Jatuhnya pesawat Air Algerie merupakan yang terbaru dari serangkaian bencana penerbangan.
Pesawat-pesawat terbang di seluruh dunia berada dalam kegelisahan sejak Malaysia Airlines Penerbangan 370 menghilang dalam perjalanan ke Beijing pada bulan Maret. Para pencari belum menemukan satu pun puing pesawat yang membawa 239 orang tersebut.
Pekan lalu, sebuah pesawat Malaysia Airlines ditembak jatuh saat terbang di atas wilayah Ukraina yang dilanda perang, dan AS menyalahkan serangan rudal darat ke udara yang dilakukan oleh kelompok separatis.
Awal pekan ini, maskapai penerbangan AS dan Eropa mulai membatalkan penerbangan ke Tel Aviv setelah sebuah roket mendarat di dekat bandara kota tersebut. Terakhir, pada hari Rabu, sebuah pesawat Taiwan jatuh saat terjadi badai, menewaskan 48 orang.
Sangat mudah untuk mengetahui mengapa layang-layang goyah, namun perjalanan udara relatif aman.

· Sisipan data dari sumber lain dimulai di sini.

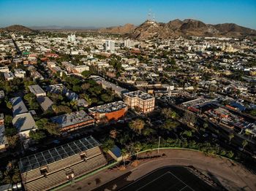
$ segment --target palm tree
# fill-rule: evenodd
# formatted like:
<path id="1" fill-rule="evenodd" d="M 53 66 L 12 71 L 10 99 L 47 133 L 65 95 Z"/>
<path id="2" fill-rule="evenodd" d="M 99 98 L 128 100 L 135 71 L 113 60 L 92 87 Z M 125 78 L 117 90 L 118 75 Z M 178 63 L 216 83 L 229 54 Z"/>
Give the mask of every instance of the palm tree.
<path id="1" fill-rule="evenodd" d="M 121 149 L 121 157 L 124 162 L 124 166 L 125 167 L 125 157 L 127 155 L 127 150 L 126 149 Z"/>
<path id="2" fill-rule="evenodd" d="M 247 144 L 248 144 L 248 141 L 246 140 L 244 140 L 242 143 L 243 150 L 244 149 L 244 147 L 246 147 Z"/>
<path id="3" fill-rule="evenodd" d="M 145 126 L 145 122 L 143 120 L 137 119 L 134 121 L 131 121 L 129 123 L 129 127 L 135 131 L 138 131 L 139 134 L 141 134 L 141 130 Z"/>
<path id="4" fill-rule="evenodd" d="M 136 160 L 138 160 L 138 155 L 139 154 L 139 151 L 141 150 L 141 144 L 140 142 L 137 142 L 134 145 L 134 149 L 136 152 Z"/>
<path id="5" fill-rule="evenodd" d="M 233 139 L 235 137 L 234 134 L 233 133 L 230 133 L 229 136 L 228 136 L 228 138 L 230 139 L 230 144 L 231 142 L 231 139 Z"/>

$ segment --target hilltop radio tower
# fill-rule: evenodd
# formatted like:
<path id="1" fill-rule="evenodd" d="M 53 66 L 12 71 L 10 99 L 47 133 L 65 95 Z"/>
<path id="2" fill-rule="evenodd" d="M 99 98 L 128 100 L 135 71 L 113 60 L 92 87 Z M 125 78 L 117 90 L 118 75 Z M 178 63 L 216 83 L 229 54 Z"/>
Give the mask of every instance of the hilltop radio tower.
<path id="1" fill-rule="evenodd" d="M 148 20 L 154 22 L 155 21 L 155 17 L 154 17 L 154 13 L 151 12 L 151 9 L 149 9 L 148 13 Z"/>

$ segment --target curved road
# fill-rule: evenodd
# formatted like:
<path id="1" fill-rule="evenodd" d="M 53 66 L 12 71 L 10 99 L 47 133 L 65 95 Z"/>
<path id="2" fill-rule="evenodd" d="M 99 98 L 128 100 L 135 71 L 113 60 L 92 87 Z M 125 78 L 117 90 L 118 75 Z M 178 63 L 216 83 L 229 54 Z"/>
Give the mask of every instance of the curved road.
<path id="1" fill-rule="evenodd" d="M 140 154 L 140 157 L 156 155 L 157 151 Z M 219 157 L 208 157 L 203 153 L 183 149 L 162 149 L 165 158 L 145 160 L 138 166 L 127 166 L 125 171 L 108 169 L 96 174 L 86 179 L 66 187 L 62 190 L 91 190 L 108 182 L 112 190 L 117 190 L 132 181 L 159 168 L 167 165 L 193 165 L 195 168 L 216 182 L 219 182 L 228 190 L 256 190 L 256 176 L 241 165 Z M 119 178 L 118 178 L 119 177 Z M 115 182 L 111 182 L 118 178 Z"/>

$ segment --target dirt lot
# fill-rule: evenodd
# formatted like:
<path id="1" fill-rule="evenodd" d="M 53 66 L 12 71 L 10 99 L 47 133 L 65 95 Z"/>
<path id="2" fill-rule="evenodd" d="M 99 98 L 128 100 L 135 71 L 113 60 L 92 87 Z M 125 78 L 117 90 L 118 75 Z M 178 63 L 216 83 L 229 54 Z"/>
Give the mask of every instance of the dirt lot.
<path id="1" fill-rule="evenodd" d="M 105 170 L 75 183 L 72 187 L 66 187 L 62 190 L 92 190 L 100 186 L 102 186 L 101 190 L 118 190 L 151 171 L 168 165 L 192 165 L 228 190 L 242 190 L 242 189 L 243 190 L 256 190 L 256 176 L 241 165 L 229 160 L 219 157 L 208 157 L 199 152 L 182 149 L 160 150 L 159 154 L 162 153 L 166 155 L 165 158 L 140 161 L 138 166 L 129 165 L 124 171 Z M 156 154 L 157 151 L 153 151 L 143 153 L 140 157 Z M 116 178 L 118 179 L 113 182 Z M 104 189 L 103 186 L 107 185 L 106 183 L 108 183 L 108 190 Z"/>

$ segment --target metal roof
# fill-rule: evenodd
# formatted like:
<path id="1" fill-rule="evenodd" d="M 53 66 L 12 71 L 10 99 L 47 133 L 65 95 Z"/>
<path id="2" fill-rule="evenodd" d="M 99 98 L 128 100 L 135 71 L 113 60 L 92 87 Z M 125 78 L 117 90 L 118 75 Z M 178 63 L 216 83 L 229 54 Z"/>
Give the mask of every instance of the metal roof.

Terdapat dua kematian untuk setiap 100 juta penumpang penerbangan komersial dalam satu dekade terakhir, tidak termasuk aksi terorisme. Wisatawan jauh lebih mungkin meninggal saat berkendara ke bandara dibandingkan naik pesawat. Terdapat lebih dari 30.000 kematian akibat kendaraan bermotor setiap tahunnya di AS, angka kematian delapan kali lebih besar dibandingkan kematian akibat pesawat terbang.

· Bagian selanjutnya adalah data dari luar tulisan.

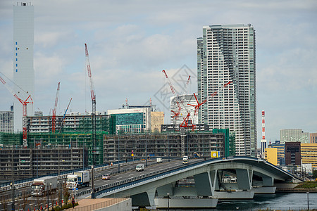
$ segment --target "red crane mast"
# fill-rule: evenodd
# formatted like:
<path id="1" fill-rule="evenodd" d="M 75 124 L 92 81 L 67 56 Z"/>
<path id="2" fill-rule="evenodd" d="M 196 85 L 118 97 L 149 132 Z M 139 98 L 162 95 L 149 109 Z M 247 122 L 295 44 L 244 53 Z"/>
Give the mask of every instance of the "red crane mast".
<path id="1" fill-rule="evenodd" d="M 89 56 L 88 54 L 88 49 L 87 44 L 85 44 L 85 49 L 86 52 L 86 65 L 87 71 L 88 72 L 88 77 L 89 79 L 90 84 L 90 96 L 92 97 L 92 164 L 94 165 L 94 146 L 96 144 L 96 94 L 94 94 L 94 87 L 92 82 L 92 70 L 90 69 L 90 62 Z"/>
<path id="2" fill-rule="evenodd" d="M 57 86 L 57 91 L 56 91 L 56 96 L 55 97 L 55 106 L 54 109 L 53 110 L 53 115 L 51 117 L 51 132 L 55 132 L 55 128 L 56 128 L 56 108 L 57 108 L 57 102 L 58 101 L 58 94 L 59 94 L 59 84 L 60 82 L 58 82 L 58 85 Z"/>
<path id="3" fill-rule="evenodd" d="M 4 77 L 4 74 L 1 73 Z M 8 77 L 6 77 L 8 78 Z M 19 91 L 14 91 L 13 89 L 7 84 L 6 82 L 0 77 L 0 81 L 2 84 L 6 87 L 6 88 L 13 95 L 13 96 L 22 103 L 22 113 L 23 113 L 23 146 L 27 147 L 27 103 L 33 103 L 33 101 L 32 100 L 31 95 L 22 89 L 19 86 L 18 86 L 15 83 L 8 79 L 13 83 L 17 89 L 19 89 Z M 23 100 L 22 98 L 25 98 L 25 100 Z"/>

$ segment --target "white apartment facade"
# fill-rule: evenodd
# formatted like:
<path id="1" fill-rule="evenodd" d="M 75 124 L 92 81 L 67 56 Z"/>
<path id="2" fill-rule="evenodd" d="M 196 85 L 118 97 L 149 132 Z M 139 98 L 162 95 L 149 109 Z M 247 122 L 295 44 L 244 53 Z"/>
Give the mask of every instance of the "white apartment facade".
<path id="1" fill-rule="evenodd" d="M 197 39 L 197 78 L 199 103 L 207 99 L 199 108 L 199 123 L 229 128 L 235 135 L 235 154 L 256 157 L 253 26 L 203 27 L 203 37 Z"/>

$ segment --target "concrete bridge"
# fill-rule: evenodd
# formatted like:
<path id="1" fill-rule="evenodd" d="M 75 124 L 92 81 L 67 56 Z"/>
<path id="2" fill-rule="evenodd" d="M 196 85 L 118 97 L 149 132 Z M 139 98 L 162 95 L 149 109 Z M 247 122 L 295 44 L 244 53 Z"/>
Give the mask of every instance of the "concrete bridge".
<path id="1" fill-rule="evenodd" d="M 187 178 L 187 183 L 181 183 Z M 201 160 L 101 186 L 92 198 L 130 196 L 133 206 L 216 207 L 218 199 L 273 193 L 296 179 L 263 160 L 235 156 Z M 188 182 L 192 181 L 192 182 Z"/>

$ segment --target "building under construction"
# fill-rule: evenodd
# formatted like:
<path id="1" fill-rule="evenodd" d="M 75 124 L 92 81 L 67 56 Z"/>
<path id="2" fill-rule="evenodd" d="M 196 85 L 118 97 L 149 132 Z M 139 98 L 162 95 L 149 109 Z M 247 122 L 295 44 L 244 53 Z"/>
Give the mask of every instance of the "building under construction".
<path id="1" fill-rule="evenodd" d="M 211 151 L 219 151 L 222 157 L 233 155 L 234 151 L 230 149 L 230 144 L 232 140 L 230 139 L 228 129 L 106 135 L 104 162 L 151 157 L 193 157 L 194 154 L 201 158 L 209 158 Z"/>
<path id="2" fill-rule="evenodd" d="M 8 147 L 0 151 L 0 179 L 16 180 L 78 169 L 87 166 L 85 148 Z"/>

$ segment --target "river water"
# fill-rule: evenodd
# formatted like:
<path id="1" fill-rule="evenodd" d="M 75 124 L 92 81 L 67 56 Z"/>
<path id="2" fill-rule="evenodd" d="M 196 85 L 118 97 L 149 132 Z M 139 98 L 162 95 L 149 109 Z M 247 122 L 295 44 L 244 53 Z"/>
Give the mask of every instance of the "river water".
<path id="1" fill-rule="evenodd" d="M 309 194 L 309 210 L 317 210 L 317 193 Z M 307 210 L 307 193 L 275 193 L 256 194 L 252 200 L 235 200 L 220 201 L 216 209 L 201 209 L 199 210 Z"/>
<path id="2" fill-rule="evenodd" d="M 275 193 L 255 195 L 252 200 L 218 202 L 217 208 L 213 210 L 292 210 L 317 209 L 317 193 L 309 193 L 307 205 L 306 193 Z"/>

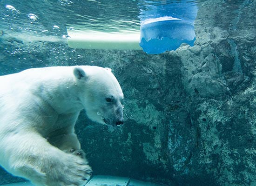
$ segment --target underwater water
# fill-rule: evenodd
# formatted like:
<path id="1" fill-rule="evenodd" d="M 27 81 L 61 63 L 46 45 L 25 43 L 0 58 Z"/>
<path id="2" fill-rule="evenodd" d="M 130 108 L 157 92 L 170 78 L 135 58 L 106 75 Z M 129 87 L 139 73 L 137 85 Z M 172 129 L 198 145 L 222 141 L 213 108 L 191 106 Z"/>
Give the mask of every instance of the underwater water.
<path id="1" fill-rule="evenodd" d="M 141 1 L 1 0 L 0 75 L 57 66 L 112 69 L 124 94 L 123 126 L 94 123 L 82 111 L 75 129 L 94 175 L 256 186 L 256 0 L 191 1 L 194 46 L 150 55 L 67 43 L 68 30 L 139 32 Z M 0 185 L 22 181 L 0 168 Z"/>

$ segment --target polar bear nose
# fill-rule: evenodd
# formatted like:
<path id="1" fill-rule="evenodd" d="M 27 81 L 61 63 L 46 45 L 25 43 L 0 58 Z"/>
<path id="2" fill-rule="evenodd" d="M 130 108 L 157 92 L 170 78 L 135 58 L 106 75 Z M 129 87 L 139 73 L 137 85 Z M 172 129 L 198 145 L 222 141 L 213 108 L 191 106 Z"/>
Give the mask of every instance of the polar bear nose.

Swiftair, sebuah maskapai penerbangan swasta Spanyol, mengatakan pesawat itu membawa 110 penumpang dan enam awak dan meninggalkan Burkina Faso menuju Aljir pada Kamis 0117 GMT (Rabu 09:17 EDT) tetapi tidak tiba pada waktu yang dijadwalkan yaitu 0510 GMT (1). tidak muncul. :10 pagi EDT Kamis). Awaknya dikatakan termasuk dua pilot dan empat pramugari.

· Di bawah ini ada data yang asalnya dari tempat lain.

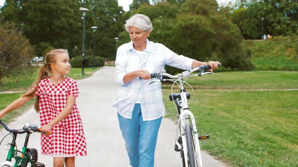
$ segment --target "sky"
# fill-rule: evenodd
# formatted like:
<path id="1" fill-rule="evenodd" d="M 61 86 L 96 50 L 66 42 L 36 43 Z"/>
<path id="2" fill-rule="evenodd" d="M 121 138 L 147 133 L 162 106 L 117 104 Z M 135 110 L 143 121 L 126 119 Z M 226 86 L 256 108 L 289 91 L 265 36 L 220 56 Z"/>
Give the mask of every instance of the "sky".
<path id="1" fill-rule="evenodd" d="M 217 0 L 219 5 L 226 5 L 229 2 L 233 1 L 233 0 Z M 5 0 L 0 0 L 0 6 L 3 6 Z M 125 11 L 129 10 L 129 5 L 131 4 L 132 0 L 118 0 L 118 4 L 123 7 L 123 10 Z"/>

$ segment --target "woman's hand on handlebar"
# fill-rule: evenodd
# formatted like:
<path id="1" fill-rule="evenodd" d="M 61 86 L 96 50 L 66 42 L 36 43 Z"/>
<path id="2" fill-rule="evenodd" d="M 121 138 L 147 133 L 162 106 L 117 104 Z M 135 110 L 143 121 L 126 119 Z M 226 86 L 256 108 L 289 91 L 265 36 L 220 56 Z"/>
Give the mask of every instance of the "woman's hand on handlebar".
<path id="1" fill-rule="evenodd" d="M 211 72 L 213 72 L 213 69 L 218 68 L 218 64 L 220 64 L 220 63 L 218 61 L 210 61 L 207 62 L 207 65 L 209 65 L 211 67 L 211 69 L 209 69 L 209 70 L 210 70 Z"/>
<path id="2" fill-rule="evenodd" d="M 137 70 L 136 71 L 134 71 L 134 72 L 143 79 L 146 80 L 151 79 L 150 73 L 149 73 L 149 71 L 146 70 Z"/>

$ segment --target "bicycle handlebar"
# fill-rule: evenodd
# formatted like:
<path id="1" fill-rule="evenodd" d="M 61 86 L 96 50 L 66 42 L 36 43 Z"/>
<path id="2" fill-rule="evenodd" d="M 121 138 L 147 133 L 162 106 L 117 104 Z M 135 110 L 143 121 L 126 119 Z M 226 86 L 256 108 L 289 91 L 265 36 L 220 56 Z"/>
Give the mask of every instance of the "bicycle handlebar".
<path id="1" fill-rule="evenodd" d="M 221 66 L 221 63 L 218 64 L 218 66 Z M 204 71 L 204 70 L 208 70 L 211 69 L 211 66 L 209 65 L 202 65 L 201 66 L 196 68 L 194 68 L 190 71 L 185 71 L 182 72 L 182 76 L 185 76 L 190 75 L 192 72 L 200 71 L 200 72 Z M 181 76 L 179 75 L 172 75 L 166 72 L 156 72 L 155 73 L 150 74 L 150 76 L 152 78 L 159 78 L 160 76 L 167 76 L 173 79 L 178 79 Z"/>
<path id="2" fill-rule="evenodd" d="M 8 131 L 12 133 L 16 133 L 17 134 L 23 134 L 29 131 L 32 131 L 33 132 L 41 132 L 44 134 L 46 134 L 45 132 L 41 131 L 38 128 L 38 127 L 31 126 L 31 125 L 28 126 L 27 127 L 24 127 L 23 128 L 23 129 L 21 130 L 17 130 L 17 129 L 10 129 L 7 125 L 2 120 L 0 120 L 0 124 L 2 125 L 4 128 L 6 129 Z"/>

Ouedraogo mengatakan, para penumpang tersebut adalah 51 warga negara Prancis, 27 warga negara Burkina Faso, delapan warga Lebanon, enam warga Aljazair, lima warga Kanada, empat warga Jerman, dua warga negara Luksemburg, satu orang Swiss, satu orang Belgia, satu orang Mesir, satu orang Ukraina, satu orang Nigeria, satu orang Kamerun, dan satu orang termasuk. orang Mali. . Keenam awak pesawat tersebut adalah orang Spanyol, menurut serikat pilot Spanyol.
Swiftair mengatakan pesawat itu dibuat pada tahun 1996, dengan dua mesin Pratt & Whitney JT8D-219 PW.
Swiftair mengambil alih kepemilikan pesawat tersebut pada 24 Oktober 2012, setelah menghabiskan hampir 10 bulan tidak digunakan di tempat penyimpanan, menurut Ascend Online Fleets dari Flightglobal, yang menjual dan melacak informasi pesawat. Pesawat ini memiliki lebih dari 37.800 jam waktu penerbangan dan melakukan lebih dari 32.100 lepas landas dan mendarat.
Ini adalah kecelakaan kelima – dan kedua yang memakan korban jiwa – bagi Swiftair sejak didirikan pada tahun 1986, menurut Flight Safety Foundation.
MD-83 adalah bagian dari serangkaian jet yang dibuat sejak awal tahun 1980an oleh McDonnell Douglas, sebuah perusahaan Amerika yang sekarang dimiliki oleh Boeing Co. MD-80 adalah pesawat lorong tunggal yang telah menjadi andalan industri penerbangan untuk penerbangan jarak pendek dan menengah selama hampir dua dekade. Karena harga bahan bakar jet meningkat dalam beberapa tahun terakhir, maskapai penerbangan dengan cepat mengganti jet tersebut dengan model yang lebih baru dan hemat bahan bakar seperti Boeing 737 dan Airbus A320.
Ada 496 MD-80 lainnya yang diterbangkan, menurut Ascend.